To make sure it’s worth everyone’s time, you need to research each potential partner for these criteria before starting a partnership conversation. Bonus points if you already have customers asking for your two companies to work together.
Step 2: Run a full go-to-market strategy.
The best results come from treating a new partnership like a new feature, and running a full go-to-market (GTM) campaign. That includes launch, ongoing co-marketing and sales enablement. Each of these are critical to making the partnership profitable.
Launch
Tell the world! Otherwise, how will they know? Tell existing customers, tell your general audience, provide resources for them to dive deeper, and prompt them to take advantage of the partnership (ask you for more info, purchase, etc.). A typical GTM launch includes:
- Internal training and communications that this is happening.
- A joint press release, and earned media coverage where relevant.
- An announcement to customers (email, text, in-app notification).
- An announcement to non-customers (social media, email).
- Website coverage (banner notification, landing page).
- In-app coverage (notification, landing page as relevant).
- User documentation, showing how to use.
- Any materials your team or your partner’s team will need to promote and sell this.
- You may also consider sponsoring content in a key association or newsletter.
Essentially, create professional materials to announce the partnership and why it’s helpful to customers. Get that update everywhere your customers (or potential customers) will see it.
Co-marketing
How is this different from launch? It’s a lot of the same stuff, but it’s what happens after Day 1. It includes:
- Internal links on your site to the partner/integration landing page.
- Joint events (webinars, local meetups, cosponsored happy hours at conferences).

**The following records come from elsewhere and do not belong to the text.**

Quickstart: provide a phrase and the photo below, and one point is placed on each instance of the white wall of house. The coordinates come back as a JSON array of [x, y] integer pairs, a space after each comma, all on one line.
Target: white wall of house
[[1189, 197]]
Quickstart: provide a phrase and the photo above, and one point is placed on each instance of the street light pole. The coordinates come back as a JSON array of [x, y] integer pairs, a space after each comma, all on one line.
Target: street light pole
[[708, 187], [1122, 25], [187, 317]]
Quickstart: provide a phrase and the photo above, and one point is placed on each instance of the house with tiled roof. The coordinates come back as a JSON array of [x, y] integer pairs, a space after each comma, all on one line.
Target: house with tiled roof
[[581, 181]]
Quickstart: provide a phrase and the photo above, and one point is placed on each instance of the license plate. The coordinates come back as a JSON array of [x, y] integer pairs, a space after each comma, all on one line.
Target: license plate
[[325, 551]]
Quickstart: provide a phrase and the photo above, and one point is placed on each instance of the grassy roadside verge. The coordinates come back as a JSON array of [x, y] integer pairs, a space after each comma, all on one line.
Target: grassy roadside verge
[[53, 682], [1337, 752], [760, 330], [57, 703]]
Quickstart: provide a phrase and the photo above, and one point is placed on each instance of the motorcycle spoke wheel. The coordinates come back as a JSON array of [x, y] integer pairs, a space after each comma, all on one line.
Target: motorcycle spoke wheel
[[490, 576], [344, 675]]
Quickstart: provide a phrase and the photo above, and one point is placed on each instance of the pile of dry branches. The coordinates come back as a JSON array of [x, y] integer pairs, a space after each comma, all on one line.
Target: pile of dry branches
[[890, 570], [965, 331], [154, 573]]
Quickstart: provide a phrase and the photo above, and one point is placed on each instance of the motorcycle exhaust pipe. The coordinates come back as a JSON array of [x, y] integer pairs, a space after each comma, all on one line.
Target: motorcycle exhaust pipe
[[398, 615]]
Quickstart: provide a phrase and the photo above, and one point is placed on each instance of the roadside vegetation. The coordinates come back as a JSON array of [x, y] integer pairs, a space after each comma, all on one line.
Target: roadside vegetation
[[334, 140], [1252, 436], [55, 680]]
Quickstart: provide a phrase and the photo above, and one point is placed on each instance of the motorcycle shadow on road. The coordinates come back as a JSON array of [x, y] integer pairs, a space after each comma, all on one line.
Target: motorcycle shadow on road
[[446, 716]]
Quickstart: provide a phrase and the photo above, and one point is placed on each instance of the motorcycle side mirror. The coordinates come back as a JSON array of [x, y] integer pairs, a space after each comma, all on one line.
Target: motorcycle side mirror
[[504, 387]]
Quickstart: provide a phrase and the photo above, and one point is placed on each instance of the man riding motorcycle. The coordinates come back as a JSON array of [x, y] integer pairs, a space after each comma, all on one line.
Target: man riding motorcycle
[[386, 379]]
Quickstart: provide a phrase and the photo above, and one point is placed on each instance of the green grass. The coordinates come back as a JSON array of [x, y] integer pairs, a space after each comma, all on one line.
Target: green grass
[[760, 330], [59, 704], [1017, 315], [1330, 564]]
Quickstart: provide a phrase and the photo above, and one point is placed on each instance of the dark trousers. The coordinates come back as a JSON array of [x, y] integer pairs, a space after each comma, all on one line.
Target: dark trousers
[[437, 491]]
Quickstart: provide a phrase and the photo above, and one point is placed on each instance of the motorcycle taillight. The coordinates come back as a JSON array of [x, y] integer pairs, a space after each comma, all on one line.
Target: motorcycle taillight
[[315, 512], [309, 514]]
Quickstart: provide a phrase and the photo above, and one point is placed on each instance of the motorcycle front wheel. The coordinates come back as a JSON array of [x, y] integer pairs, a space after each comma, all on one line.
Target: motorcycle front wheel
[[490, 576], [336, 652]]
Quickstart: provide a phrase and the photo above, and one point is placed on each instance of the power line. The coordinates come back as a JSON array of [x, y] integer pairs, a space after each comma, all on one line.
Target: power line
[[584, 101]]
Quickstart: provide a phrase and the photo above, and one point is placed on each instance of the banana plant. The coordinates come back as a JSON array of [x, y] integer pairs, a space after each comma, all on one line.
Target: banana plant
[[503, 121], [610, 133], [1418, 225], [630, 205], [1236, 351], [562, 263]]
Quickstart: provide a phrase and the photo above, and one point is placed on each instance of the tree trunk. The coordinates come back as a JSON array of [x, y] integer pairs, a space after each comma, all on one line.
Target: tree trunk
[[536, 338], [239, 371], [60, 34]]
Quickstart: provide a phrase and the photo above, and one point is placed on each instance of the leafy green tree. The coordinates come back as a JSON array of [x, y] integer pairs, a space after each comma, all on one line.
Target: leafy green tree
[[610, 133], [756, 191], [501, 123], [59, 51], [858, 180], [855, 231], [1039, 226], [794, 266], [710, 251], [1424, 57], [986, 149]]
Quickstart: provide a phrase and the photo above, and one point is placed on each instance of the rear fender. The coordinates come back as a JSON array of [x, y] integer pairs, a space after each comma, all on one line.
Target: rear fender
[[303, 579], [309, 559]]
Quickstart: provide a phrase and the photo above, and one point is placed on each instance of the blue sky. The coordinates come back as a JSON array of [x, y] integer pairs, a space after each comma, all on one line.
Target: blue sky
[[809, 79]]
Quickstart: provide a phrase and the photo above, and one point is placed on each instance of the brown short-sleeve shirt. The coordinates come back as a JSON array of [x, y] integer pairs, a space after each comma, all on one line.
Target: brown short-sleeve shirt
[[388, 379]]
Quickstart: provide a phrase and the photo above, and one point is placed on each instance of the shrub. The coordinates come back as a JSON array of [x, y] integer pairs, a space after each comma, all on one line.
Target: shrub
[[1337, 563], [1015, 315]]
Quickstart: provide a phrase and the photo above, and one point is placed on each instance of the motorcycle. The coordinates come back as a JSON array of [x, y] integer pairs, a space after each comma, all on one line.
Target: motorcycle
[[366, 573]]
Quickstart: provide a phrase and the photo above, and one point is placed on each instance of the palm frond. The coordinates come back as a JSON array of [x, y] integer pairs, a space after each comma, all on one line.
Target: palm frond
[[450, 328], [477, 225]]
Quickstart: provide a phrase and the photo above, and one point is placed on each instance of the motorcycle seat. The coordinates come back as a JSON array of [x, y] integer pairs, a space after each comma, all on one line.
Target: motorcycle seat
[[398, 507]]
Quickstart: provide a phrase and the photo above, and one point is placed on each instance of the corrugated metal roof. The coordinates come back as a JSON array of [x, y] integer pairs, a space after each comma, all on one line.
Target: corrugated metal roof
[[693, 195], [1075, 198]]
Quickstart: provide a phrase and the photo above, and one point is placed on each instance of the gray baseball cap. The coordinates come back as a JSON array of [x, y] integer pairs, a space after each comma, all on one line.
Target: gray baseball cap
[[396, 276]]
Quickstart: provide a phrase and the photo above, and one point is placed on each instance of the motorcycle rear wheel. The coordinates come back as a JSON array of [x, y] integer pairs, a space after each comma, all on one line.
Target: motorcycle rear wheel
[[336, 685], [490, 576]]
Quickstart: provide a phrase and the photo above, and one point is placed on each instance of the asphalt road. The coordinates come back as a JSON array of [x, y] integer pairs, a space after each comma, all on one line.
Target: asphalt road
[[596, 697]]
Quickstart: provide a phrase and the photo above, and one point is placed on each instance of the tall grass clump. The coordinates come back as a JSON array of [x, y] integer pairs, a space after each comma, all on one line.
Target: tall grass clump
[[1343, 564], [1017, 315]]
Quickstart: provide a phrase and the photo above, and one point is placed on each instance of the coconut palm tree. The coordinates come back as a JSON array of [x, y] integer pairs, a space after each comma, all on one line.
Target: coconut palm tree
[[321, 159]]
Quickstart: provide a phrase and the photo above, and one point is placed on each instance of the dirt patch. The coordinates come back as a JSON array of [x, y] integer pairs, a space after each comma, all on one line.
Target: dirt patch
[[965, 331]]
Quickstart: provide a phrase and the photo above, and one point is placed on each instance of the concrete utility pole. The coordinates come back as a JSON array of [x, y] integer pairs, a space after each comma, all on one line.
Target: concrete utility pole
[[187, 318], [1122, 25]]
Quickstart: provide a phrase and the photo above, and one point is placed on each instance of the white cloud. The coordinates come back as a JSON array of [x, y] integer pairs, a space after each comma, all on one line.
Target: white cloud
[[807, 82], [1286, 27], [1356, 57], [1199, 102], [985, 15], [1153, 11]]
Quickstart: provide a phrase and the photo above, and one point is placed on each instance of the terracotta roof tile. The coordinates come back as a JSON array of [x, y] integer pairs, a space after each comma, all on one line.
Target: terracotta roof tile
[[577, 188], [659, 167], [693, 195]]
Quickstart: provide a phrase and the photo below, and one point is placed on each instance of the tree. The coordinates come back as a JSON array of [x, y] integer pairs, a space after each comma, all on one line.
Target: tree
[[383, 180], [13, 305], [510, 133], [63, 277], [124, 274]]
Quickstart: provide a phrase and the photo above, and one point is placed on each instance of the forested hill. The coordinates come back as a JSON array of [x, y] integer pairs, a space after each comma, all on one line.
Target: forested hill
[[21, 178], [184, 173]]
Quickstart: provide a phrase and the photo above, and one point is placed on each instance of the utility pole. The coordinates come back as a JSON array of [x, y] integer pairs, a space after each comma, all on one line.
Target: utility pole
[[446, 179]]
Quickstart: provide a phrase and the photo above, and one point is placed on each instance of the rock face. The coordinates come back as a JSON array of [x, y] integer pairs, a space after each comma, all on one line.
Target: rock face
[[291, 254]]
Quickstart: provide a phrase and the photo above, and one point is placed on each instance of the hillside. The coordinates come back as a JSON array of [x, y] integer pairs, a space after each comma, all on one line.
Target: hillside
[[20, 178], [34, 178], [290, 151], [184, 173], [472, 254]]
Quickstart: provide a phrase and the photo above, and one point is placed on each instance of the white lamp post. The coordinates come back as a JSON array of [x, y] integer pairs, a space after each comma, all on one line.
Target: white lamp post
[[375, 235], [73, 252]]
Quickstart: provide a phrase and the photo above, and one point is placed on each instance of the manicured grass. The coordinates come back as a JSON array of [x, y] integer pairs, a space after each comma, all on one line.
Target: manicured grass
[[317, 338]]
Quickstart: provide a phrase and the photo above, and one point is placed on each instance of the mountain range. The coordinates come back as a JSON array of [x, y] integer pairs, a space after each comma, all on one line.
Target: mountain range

- Continual inclusion in your marketing materials (social media, email, blogs, etc.).
Sales enablement
As much as I love marketing, you need sales for these partnerships to work. Invest in training your sales team how to sell the partner’s services to your own customers. Invest in training your partner’s sales team on how they can sell your services to their customers. Webinars or lunch-and-learns are good for this. Then have a one-pager (“battlecard”) created for the partner’s team that covers the why, how, and cost of your service—like a cheat sheet for selling your service.
Other things that help mobilize sales are referral discounts for customers to sign up for the other’s service, and internal competitions for who can sell the most, complete with a prize at the end.
Do not give up on your partnership early because you don’t see immediate results.
Step 3: Measure and improve—or cut it.
Even the best partnerships take time to pay off, especially in software. It might not feel like it to you, but your customers are having to learn something new and go through the buying process all over again. That can take months. In fact, the typical time line we see for a new partnership to gain significant traction is about six months.
Do not give up on your partnership early because you don’t see immediate results.
The typical partnership contract is for one year anyway. Commit to promoting this partnership for that full year. The best partners will do the same. But be responsible. Measure new leads (referrals), meetings booked, new sales or sign-ups, and total customers actively using the integration or partnership.
If you see progress that’s worth continuing, keep it going. If you give it a year and nothing happens, you may need to let this one go.
A few good partners are better than a thousand duds
Focusing on a few good partners makes it easier to manage, easier to promote to customers, and easier for all of you to grow your brands and revenue together. But it’s tough to know who will be a profitable long-term partner at the outset, even if they meet the three criteria above.
Make your best bets, commit to being a great partner yourself, and keep running this playbook until you have those great partnerships helping you grow your brand and creating new pipeline opportunities.